Although HDI PCB fabrication can be expensive, there are several situations where blind vias, buried vias, and microvias offer a cost-effective solution.
High Density Interconnect (HDI) circuit board designs have a higher wiring and pad density than conventional PCBs, along with smaller trace widths and spaces. They require advanced PCB technologies such as blind vias, buried vias, and microvias. HDI PCBs are usually more costly than conventional PCBs due to the complex build-up process involved in fabrication.
Although HDI PCB fabrication can be expensive, there are several situations where blind vias, buried vias, and microvias can offer a cost-effective solution. Here are just a few scenarios where advanced PCB technologies may actually reduce the overall manufacturing cost.
Scenario 1: Reduce layer count by widening the BGA breakout channel with a blind via
If you're using through-hole vias for a design and the trace escape for a ball grid array (BGA) isn't going smoothly, consider widening the breakout channels on the bottom and inner layers with blind vias.
Consider the illustration below. The board on the top had three rows of through-hole vias, letting only four traces out between the 1st and 3rd rows.
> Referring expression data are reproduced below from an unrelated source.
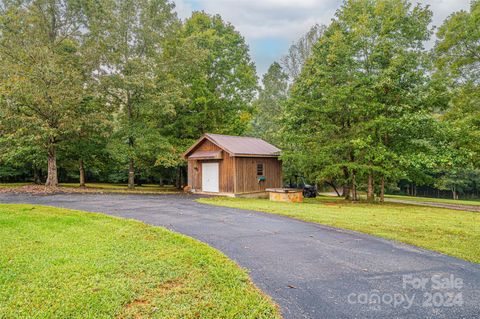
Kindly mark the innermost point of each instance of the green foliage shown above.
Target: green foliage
(357, 106)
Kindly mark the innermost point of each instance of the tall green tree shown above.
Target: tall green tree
(300, 51)
(210, 81)
(224, 85)
(42, 71)
(132, 36)
(269, 104)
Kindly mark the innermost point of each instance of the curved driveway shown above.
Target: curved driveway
(311, 271)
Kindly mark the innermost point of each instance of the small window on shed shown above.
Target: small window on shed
(259, 169)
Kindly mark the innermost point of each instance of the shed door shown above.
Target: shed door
(210, 177)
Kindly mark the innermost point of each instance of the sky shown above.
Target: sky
(271, 26)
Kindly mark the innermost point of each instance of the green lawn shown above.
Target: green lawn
(108, 188)
(58, 263)
(452, 232)
(13, 185)
(119, 188)
(435, 200)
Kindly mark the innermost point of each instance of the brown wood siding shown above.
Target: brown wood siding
(236, 174)
(246, 174)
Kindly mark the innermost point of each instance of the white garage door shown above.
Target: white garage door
(210, 177)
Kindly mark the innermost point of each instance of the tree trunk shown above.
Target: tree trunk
(81, 169)
(131, 174)
(52, 177)
(454, 193)
(178, 179)
(370, 191)
(382, 189)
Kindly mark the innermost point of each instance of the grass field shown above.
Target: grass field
(115, 188)
(106, 188)
(452, 232)
(58, 263)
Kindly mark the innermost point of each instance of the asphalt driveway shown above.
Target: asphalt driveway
(311, 271)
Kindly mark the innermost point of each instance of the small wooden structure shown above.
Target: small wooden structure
(233, 166)
(285, 195)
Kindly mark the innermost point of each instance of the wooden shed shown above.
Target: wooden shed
(233, 165)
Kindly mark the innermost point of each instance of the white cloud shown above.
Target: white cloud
(287, 20)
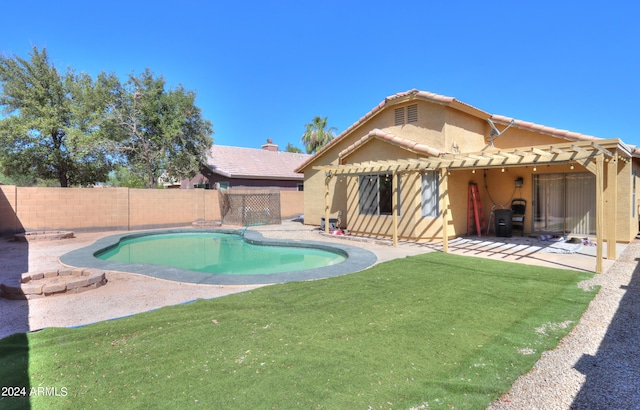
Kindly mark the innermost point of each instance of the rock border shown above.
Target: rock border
(35, 285)
(43, 235)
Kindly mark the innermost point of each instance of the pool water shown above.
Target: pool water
(217, 253)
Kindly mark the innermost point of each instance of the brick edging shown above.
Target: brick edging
(47, 283)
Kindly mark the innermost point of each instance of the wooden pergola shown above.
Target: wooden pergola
(592, 155)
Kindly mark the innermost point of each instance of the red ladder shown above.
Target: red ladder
(474, 211)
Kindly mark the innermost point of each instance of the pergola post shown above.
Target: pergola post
(599, 210)
(394, 202)
(612, 205)
(445, 210)
(327, 180)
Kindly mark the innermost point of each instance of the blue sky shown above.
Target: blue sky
(263, 69)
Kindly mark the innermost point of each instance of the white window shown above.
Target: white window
(430, 195)
(376, 193)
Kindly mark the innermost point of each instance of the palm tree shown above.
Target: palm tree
(317, 135)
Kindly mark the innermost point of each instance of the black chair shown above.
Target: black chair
(518, 208)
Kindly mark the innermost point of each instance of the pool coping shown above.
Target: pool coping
(357, 259)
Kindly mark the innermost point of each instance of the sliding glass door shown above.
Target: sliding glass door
(564, 203)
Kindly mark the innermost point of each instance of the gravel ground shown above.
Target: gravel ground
(596, 366)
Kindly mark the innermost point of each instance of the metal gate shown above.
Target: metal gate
(246, 207)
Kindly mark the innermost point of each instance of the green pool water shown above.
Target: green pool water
(217, 253)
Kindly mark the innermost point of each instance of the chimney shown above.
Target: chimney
(270, 146)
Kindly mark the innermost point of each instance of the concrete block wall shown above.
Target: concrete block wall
(121, 209)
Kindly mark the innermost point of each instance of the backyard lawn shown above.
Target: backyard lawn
(428, 331)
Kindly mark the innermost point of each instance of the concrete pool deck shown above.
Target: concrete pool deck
(126, 293)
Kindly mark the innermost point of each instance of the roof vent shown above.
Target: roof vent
(270, 146)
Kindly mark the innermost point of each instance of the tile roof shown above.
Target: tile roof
(570, 135)
(398, 98)
(238, 162)
(457, 104)
(392, 139)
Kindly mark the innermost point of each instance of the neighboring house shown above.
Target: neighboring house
(229, 167)
(403, 171)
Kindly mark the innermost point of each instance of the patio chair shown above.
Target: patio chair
(518, 208)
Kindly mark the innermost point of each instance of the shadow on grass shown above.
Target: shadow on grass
(613, 374)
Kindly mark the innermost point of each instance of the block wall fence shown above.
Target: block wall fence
(25, 209)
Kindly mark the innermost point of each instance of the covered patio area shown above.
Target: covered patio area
(601, 159)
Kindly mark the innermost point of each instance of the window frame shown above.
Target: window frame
(371, 193)
(429, 194)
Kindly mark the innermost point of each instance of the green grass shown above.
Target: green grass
(441, 329)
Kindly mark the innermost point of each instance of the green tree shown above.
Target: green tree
(51, 124)
(159, 132)
(292, 148)
(317, 135)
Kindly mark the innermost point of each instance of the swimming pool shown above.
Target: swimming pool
(219, 256)
(217, 253)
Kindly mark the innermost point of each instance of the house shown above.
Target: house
(404, 171)
(229, 167)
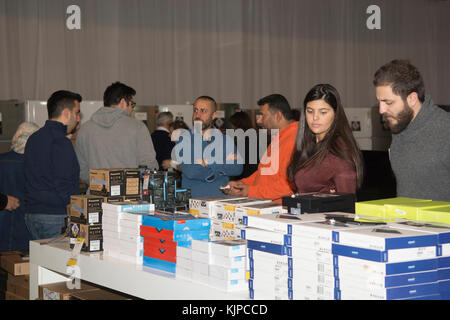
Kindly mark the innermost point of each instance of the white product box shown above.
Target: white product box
(106, 225)
(221, 230)
(311, 244)
(277, 273)
(312, 255)
(256, 209)
(199, 267)
(268, 285)
(201, 245)
(200, 256)
(184, 252)
(302, 265)
(228, 285)
(225, 210)
(282, 223)
(256, 254)
(446, 250)
(183, 273)
(203, 207)
(129, 224)
(227, 273)
(265, 236)
(228, 262)
(366, 122)
(384, 238)
(132, 259)
(229, 248)
(185, 263)
(201, 278)
(323, 230)
(306, 291)
(265, 295)
(314, 279)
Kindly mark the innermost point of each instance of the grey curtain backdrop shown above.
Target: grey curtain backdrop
(171, 51)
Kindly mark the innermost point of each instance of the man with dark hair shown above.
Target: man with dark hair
(270, 181)
(161, 139)
(419, 152)
(112, 138)
(207, 165)
(51, 167)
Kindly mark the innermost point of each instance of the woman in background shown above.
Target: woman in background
(241, 120)
(327, 157)
(14, 234)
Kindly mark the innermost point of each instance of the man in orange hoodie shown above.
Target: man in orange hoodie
(270, 180)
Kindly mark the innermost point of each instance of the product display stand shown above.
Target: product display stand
(48, 265)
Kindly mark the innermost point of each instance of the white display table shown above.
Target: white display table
(48, 265)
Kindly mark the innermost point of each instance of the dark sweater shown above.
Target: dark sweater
(163, 146)
(51, 170)
(420, 155)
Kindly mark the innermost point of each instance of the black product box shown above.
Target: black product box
(92, 234)
(132, 185)
(319, 202)
(107, 182)
(86, 209)
(132, 198)
(113, 199)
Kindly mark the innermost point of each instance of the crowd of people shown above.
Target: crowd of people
(312, 149)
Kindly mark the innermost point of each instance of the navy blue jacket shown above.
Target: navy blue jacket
(163, 146)
(51, 170)
(14, 234)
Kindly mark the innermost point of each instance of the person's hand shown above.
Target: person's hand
(13, 203)
(237, 188)
(166, 164)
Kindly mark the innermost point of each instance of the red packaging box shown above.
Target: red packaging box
(161, 254)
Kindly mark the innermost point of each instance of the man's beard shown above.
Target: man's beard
(403, 118)
(205, 125)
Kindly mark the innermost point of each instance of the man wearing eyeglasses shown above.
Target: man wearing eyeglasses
(205, 162)
(112, 138)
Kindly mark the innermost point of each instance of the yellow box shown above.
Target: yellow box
(410, 211)
(376, 209)
(437, 215)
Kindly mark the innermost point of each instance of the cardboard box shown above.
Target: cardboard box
(281, 222)
(92, 234)
(204, 207)
(434, 215)
(60, 291)
(376, 210)
(15, 264)
(411, 211)
(107, 182)
(86, 209)
(13, 296)
(234, 248)
(225, 210)
(99, 294)
(19, 290)
(256, 209)
(132, 186)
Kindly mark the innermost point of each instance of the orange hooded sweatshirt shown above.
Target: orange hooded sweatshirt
(270, 181)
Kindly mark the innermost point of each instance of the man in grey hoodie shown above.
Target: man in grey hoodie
(112, 138)
(420, 149)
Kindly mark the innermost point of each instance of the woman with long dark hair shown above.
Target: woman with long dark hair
(326, 157)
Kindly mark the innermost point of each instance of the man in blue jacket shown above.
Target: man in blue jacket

By comparison, in the case of the board on the bottom, the via in the middle has been replaced with a blind via. The same channel now permits six traces, which equates to a 50% increase. This technique may allow you to reduce the layer count of your PCB and -- in turn -- reduce the cost.
Scenario 2: Eliminate electrical layers by replacing through-hole vias with microvias
Microvias have the smallest pad size (as little as 0.008"), which helps maximize routing channel width. As in the previous scenario, replacing through-hole vias with microvias can ease BGA breakout and reduce the PCB layer count. When an inner signal layer is eliminated, its reference plane can sometimes be removed too, thus eliminating two layers.
The illustration below demonstrates one of the techniques that can be used to maximize breakout between microvias for a 1.0mm pitch BGA:
If placing the microvias for maximum breakout, the gain will be 67%. If placing the microvias at the same grid as the through-hole vias, the breakout gain would be 33%.
Scenario 3: Use blind and buried vias to reduce the PCB aspect ratio
Often, a PCB will have BGA components with several different pitches. For example, there may be a 1.27mm pitch BGA and an 0.8mm pitch BGA on a 4.0mm (160mil)-thick PCB. The minimum via hole is not only determined by drill size, but also the aspect ratio, which is the thickness of the PCB divided by the diameter size of the drilled hole:
There is usually an additional manufacturing cost for aspect ratios higher than 10 or 12. (Note that the finished hole size is ~2mil less than the drilled hole size; this due to the width of the barrel plating.)
If through-hole vias are still required, even after blind/micro/buried vias are used, it may be a challenge keep the aspect ratio low. An aspect ratio of 12 on a 4mm board would mean that the minimum finished through-hole via size is 0.3mm (12mil), which corresponds to a drill hole size of 0.36mm (14mil) and pad size of 0.56mm (22mil). This would be fine for the 1.27mm pitch BGA, but would raise concerns for the 0.8mm pitch BGA, since the via pad-to-BGA pad clearance would only be 0.09 (3.4mil) with 0.4mm (15.7mil) BGA pads.
To meet the aspect ratio requirements, the PCB thickness would have to be reduced as follows:
-3.6mm (140mil) for 10mil through-hole vias (drill size of 12mil) with 0.5mm (20mil) pads for the 0.8mm pitch BGA
-3.0mm (120mil) for 8mil through-hole vias (drill size of 10mil) with 0.45mm (18mil) pad for the 0.8mm pitch BGA
If you reduce the layer count by replacing through-hole vias with blind vias and microvias, you can achieve a smaller aspect ratio for your PCB, and avoid any cost penalties due to using blind/microvias.
These are just three scenarios where advanced PCB technology may be cost-effective for your design. Look for many more unique situations soon, as PCB fabrication equipment and materials continue to progress.